Sterzl Ivan, Hrda Pavlina, Potuznikova Bela, Matucha Petr, Hana Vaclav, Zamrazil Vaclav
Institute of Immunology and Microbiology, 1st Medical Faculty, Charles University, General Faculty Hospital, Prague, Czech Republic.
Neuro Endocrinol Lett. 2006 Dec;27 Suppl 1:41-5.

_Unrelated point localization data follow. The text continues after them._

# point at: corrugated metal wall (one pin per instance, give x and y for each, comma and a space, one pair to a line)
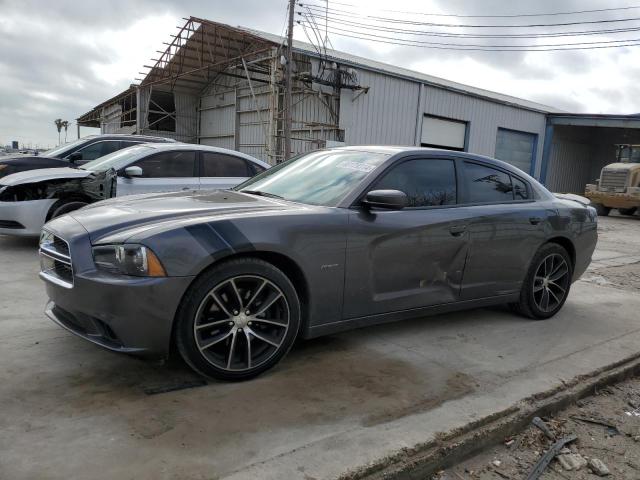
388, 113
484, 119
385, 115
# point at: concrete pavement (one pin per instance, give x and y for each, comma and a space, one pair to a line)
336, 404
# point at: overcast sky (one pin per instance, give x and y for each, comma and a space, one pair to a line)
60, 59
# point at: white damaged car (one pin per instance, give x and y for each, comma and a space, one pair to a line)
29, 199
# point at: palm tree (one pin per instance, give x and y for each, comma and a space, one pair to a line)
58, 122
65, 124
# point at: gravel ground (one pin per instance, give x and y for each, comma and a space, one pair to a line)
607, 429
613, 434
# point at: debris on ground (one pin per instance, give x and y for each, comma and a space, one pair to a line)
606, 426
598, 467
572, 461
538, 422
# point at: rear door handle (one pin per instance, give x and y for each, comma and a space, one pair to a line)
457, 230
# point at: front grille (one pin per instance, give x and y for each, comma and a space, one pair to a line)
55, 261
60, 246
613, 179
10, 224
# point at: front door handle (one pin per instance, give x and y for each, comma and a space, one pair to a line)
457, 230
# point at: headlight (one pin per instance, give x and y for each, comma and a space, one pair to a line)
128, 259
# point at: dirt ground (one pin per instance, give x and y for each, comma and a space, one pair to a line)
606, 423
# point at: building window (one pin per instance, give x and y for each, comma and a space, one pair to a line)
516, 148
443, 133
162, 111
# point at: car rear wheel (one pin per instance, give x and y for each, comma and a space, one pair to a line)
627, 211
238, 320
601, 210
547, 283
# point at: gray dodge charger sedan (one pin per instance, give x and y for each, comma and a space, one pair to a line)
331, 240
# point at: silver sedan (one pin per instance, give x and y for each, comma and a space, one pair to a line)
29, 199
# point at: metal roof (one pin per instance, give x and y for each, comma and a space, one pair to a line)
368, 64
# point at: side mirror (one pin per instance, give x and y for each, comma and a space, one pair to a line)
133, 172
388, 199
74, 157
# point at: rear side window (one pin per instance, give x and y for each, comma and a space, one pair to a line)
221, 165
168, 164
427, 182
486, 184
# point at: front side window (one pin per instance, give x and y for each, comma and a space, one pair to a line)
426, 182
317, 178
520, 191
486, 184
168, 164
221, 165
99, 149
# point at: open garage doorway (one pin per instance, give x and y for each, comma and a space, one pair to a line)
578, 146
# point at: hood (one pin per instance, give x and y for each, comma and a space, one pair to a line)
117, 219
622, 166
21, 158
572, 196
42, 174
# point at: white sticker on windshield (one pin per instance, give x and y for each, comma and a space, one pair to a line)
360, 167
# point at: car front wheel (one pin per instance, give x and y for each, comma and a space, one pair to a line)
547, 283
238, 319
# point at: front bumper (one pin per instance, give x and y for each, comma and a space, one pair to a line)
24, 219
121, 313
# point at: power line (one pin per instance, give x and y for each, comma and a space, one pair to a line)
575, 12
419, 42
415, 43
428, 33
342, 13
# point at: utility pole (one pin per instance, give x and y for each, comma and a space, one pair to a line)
288, 80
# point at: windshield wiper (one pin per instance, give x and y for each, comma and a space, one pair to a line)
262, 194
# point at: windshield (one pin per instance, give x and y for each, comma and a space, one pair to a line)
61, 150
317, 178
116, 160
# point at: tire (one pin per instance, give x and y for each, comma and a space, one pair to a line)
601, 210
62, 207
627, 211
235, 345
549, 261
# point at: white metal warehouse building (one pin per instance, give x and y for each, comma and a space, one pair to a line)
220, 85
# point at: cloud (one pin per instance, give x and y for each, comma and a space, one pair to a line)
60, 59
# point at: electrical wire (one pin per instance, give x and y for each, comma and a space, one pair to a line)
527, 48
428, 33
418, 42
342, 13
518, 15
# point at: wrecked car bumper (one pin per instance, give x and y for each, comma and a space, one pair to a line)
24, 218
118, 312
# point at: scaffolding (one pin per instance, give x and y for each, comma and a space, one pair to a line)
223, 86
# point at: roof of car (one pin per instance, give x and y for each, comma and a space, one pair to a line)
204, 148
129, 136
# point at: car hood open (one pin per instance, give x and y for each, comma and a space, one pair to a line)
118, 219
43, 174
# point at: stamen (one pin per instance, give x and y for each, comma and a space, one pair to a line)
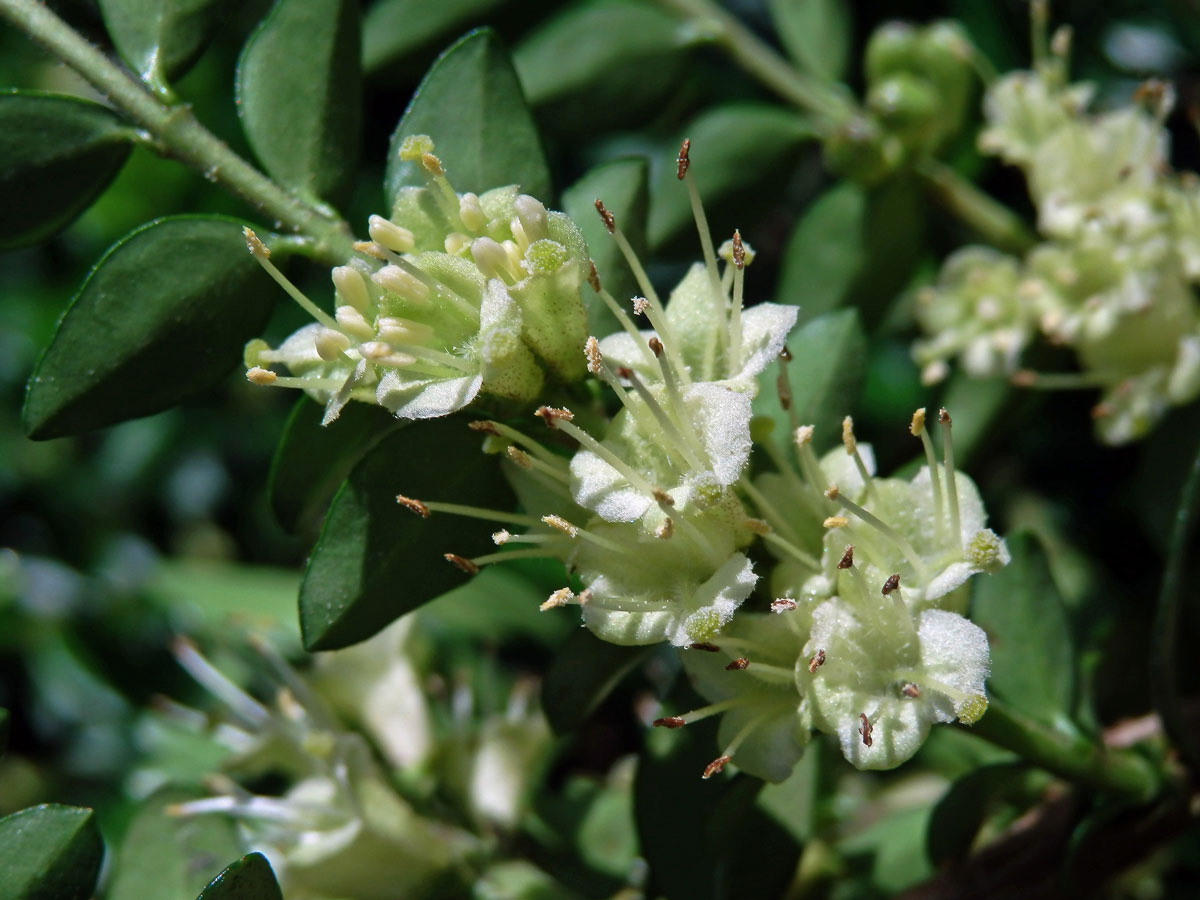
952, 487
262, 255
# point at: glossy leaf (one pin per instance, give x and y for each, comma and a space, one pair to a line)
471, 103
736, 149
393, 29
376, 561
583, 673
816, 34
171, 857
853, 247
162, 316
300, 94
57, 155
250, 879
49, 852
622, 186
1032, 659
161, 39
603, 63
311, 461
826, 372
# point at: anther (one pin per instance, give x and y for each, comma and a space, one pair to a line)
715, 766
417, 507
684, 160
461, 563
606, 216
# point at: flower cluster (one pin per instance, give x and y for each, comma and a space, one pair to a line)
655, 513
454, 297
1114, 275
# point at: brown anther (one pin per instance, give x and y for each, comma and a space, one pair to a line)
553, 414
606, 216
461, 563
684, 160
413, 505
715, 766
816, 661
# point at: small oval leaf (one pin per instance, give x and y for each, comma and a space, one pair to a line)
471, 103
162, 39
162, 316
250, 879
376, 561
623, 187
49, 852
57, 155
311, 461
300, 95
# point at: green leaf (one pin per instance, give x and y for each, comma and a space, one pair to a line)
391, 29
622, 186
583, 673
250, 879
471, 103
163, 316
736, 149
300, 95
376, 561
603, 63
825, 375
161, 39
171, 857
1032, 659
816, 34
311, 461
853, 247
57, 155
49, 852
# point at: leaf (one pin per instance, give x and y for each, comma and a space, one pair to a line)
959, 815
825, 375
622, 186
816, 34
300, 95
161, 39
724, 142
250, 879
853, 247
1032, 659
311, 461
391, 29
162, 316
171, 857
583, 673
471, 103
57, 155
49, 852
603, 63
376, 561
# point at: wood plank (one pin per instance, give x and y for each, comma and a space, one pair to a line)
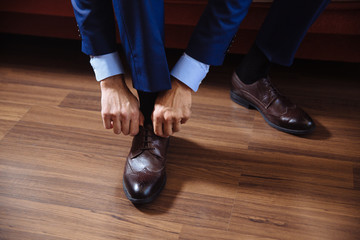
291, 210
197, 233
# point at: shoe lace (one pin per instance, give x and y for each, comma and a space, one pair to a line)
273, 91
147, 140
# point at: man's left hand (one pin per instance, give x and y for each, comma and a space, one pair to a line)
172, 108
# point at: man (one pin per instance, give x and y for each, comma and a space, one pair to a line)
165, 100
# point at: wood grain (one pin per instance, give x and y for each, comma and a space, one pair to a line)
230, 175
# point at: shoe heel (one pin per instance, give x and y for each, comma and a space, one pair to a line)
240, 100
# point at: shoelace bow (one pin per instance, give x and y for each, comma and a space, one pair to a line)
273, 91
147, 141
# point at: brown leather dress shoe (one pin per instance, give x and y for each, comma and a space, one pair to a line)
144, 173
278, 111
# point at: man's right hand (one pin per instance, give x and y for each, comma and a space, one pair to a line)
119, 107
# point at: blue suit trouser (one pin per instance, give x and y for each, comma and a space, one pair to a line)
141, 27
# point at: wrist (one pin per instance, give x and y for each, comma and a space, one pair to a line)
176, 83
116, 81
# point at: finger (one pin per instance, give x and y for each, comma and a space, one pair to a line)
106, 121
176, 126
134, 126
168, 128
184, 120
116, 125
158, 128
125, 126
141, 119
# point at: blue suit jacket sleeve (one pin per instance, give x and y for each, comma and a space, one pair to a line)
96, 23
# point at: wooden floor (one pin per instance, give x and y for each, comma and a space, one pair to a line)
230, 175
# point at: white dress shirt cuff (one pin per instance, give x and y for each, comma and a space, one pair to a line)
106, 65
190, 71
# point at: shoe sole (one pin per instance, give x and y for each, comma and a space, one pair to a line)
243, 102
137, 201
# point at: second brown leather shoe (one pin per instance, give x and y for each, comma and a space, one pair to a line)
144, 173
278, 111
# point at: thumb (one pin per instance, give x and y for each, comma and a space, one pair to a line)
141, 119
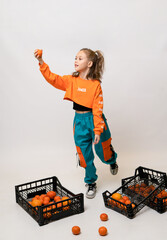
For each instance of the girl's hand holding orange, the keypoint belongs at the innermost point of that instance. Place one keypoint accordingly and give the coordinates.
(38, 55)
(97, 139)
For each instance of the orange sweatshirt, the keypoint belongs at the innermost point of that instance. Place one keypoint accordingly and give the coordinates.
(84, 92)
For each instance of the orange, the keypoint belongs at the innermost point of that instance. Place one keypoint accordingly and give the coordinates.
(127, 202)
(46, 201)
(51, 194)
(163, 193)
(42, 196)
(76, 230)
(103, 231)
(121, 205)
(125, 198)
(133, 205)
(47, 214)
(47, 197)
(143, 185)
(36, 203)
(66, 202)
(59, 205)
(37, 196)
(104, 217)
(116, 196)
(57, 198)
(40, 52)
(131, 188)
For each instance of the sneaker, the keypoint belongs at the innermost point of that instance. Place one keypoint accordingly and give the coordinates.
(114, 168)
(91, 190)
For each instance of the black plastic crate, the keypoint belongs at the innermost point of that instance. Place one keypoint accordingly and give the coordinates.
(153, 183)
(158, 201)
(51, 212)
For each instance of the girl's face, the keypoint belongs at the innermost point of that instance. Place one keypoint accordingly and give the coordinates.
(82, 63)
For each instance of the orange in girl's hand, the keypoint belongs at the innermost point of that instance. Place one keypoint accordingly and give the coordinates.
(76, 230)
(39, 52)
(104, 217)
(103, 231)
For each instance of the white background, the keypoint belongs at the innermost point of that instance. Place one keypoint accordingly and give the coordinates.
(36, 137)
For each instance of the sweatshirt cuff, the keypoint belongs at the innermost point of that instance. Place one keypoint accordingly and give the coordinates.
(42, 65)
(97, 132)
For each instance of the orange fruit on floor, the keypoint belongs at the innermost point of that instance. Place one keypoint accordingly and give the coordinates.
(104, 217)
(102, 231)
(76, 230)
(39, 52)
(116, 196)
(51, 194)
(36, 203)
(66, 202)
(57, 198)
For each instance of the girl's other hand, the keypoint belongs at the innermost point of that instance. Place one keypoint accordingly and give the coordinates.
(38, 55)
(97, 139)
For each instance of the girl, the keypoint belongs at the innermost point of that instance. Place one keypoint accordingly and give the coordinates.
(83, 88)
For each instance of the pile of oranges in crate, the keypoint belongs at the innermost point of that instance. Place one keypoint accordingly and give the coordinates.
(145, 190)
(121, 201)
(53, 200)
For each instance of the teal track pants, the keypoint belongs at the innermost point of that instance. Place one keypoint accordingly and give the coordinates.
(83, 126)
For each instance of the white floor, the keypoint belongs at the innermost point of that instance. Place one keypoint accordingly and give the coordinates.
(17, 224)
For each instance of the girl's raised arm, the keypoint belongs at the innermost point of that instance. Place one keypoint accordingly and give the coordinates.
(59, 82)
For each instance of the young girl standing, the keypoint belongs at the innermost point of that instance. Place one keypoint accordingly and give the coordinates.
(83, 88)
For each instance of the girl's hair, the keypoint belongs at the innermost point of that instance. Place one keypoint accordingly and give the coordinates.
(97, 69)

In this study we examined the anti-Helicobacter pylori (anti-H. pylori) antibodies in patients with autoimmune thyroiditis, with and without different polyglandular involvement, and in healthy controls.
MATERIAL & METHODS: Patients with autoimmune thyroiditis (AT) were divided into three groups: Group A: 23 patients with isolated AT, Group B: 30 patients with AT as a part of polyglandular activation of autoimmunity, and Group C: 7 patients with AT as a part of autoimmune polyglandular syndrome type II. Thirty healthy individuals served as controls (Group D). Anti-H. pylori antibodies were determined first by ELISA for classes IgG, IgA, and IgM, and subsequently by immunoblot for classes IgG and IgA.
ELISA: The number of patients with IgA antibodies in Group A (39%) and Group B (30%) differed significantly from controls (7%, p<0.05). Immunoblot: Anti-CagA antibodies were found in 13% of patients in Group A, 7% of Group B, 0% of Group C, and 20% of Group D. A higher seroprevalence, as compared to controls, was found for IgG to the VacA (p=0.01), 30 kDa (p=0.001), and 17 kDa (p=0.008) antigens in Group A and for IgG to the 30 kDa antigen in Group C (p=0.037). A significantly higher seroprevalence, as compared to controls, was likewise found for IgA to the 17 kDa antigen in Group A (p=0.015).
A different distribution of antibodies to H. pylori antigens was found in patients with isolated AT compared to patients with AT coupled with a polyglandular syndrome.
在本研究中,我们检测了自身免疫性甲状腺炎患者(无论有无不同的多腺体受累情况)以及健康对照者体内的抗幽门螺杆菌(抗 H. pylori)抗体。
自身免疫性甲状腺炎(AT)患者被分为三组:A 组:23 例孤立性 AT 患者;B 组:30 例作为自身免疫性多腺体激活一部分的 AT 患者;C 组:7 例作为 II 型自身免疫性多腺体综合征一部分的 AT 患者。30 名健康个体作为对照(D 组)。首先通过 ELISA 法检测抗 H. pylori 抗体的 IgG、IgA 和 IgM 类别,随后通过免疫印迹法检测 IgG 和 IgA 类别。
ELISA:A 组(39%)和 B 组(30%)中 IgA 抗体阳性患者数量与对照组(7%)相比有显著差异(p<0.05)。免疫印迹:A 组 13%的患者、B 组 7%的患者、C 组 0%的患者以及 D 组 20%的患者检测到抗 CagA 抗体。与对照组相比,A 组中针对 VacA(p=0.01)、30 kDa(p=0.001)和 17 kDa(p=0.008)抗原的 IgG 血清阳性率较高,C 组中针对 30 kDa 抗原的 IgG 血清阳性率较高(p=0.037)。与对照组相比,A 组中针对 17 kDa 抗原的 IgA 血清阳性率同样显著较高(p=0.015)。
与合并多腺体综合征的 AT 患者相比,孤立性 AT 患者体内抗 H. pylori 抗原抗体的分布有所不同。